Si notre vie la plus certaine demeure dans le fond incernable du changement lui-même, il me semble que je suis demeuré, après autant d’années et les pays quittés, à tenter de regarder et comprendre, tandis que les êtres continuaient de se mouvoir et s’épandre. Est-ce l’Abbaye de Fontevraud ? Je me retrouve alors en France, à Marseille, puis en Dordogne, dans la Loire puis l’Ouest, dans cette cellule calme que je connaîtrais bien plus tard et où je dormirais un jour, claire sur le monde bruissant.

Mais il n’y avait pas d’un côté les choses réelles, qui fussent nettes, et de l’autre des représentions, des images, des dessins, de même que les légendes et les histoires à Tunis n’étaient pas exactement irréelles pour moi. Les légendes, les récits en ces années enfuies, les contes et les fictions constituaient un monde sur le monde. Ou plutôt il semblait que les fictions donnaient sur des choses nouvelles, stables, qui existaient enfin, à la façon dont aujourd’hui les personnages jadis inventés par un Shakespeare d’outre-Manche donnent tant d’impressions en Italie encore, à Vérone, tant de réalité à des pensées, à des sentiments, pour des visiteurs venus voir, respirer, et marcher dans la maison de Juliette, après la Piazza dell’Erbe, ou celle de Roméo.

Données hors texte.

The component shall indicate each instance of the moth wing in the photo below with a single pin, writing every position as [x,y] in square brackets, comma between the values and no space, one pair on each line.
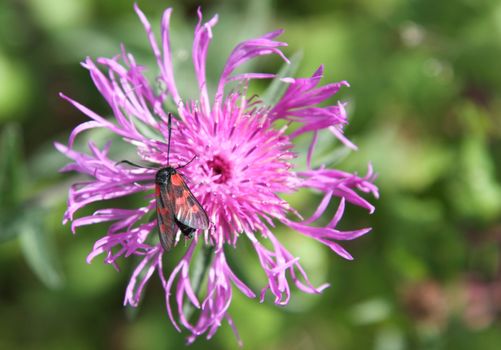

À Tunis, les étoiles alignées sur le tapis de velours dans ma chambre créaient un univers de dessins d’étoiles régulières, identiques et découpées, parfaites avec leurs cinq branches détourées et rangées, existant d’elles seules hors des nuits froides dehors. Et de la même façon les pages, les images, les livres que je ne savais lire encore, les histoires et les dessins créaient un découpage sous les choses, parfois une sorte d’explication du monde.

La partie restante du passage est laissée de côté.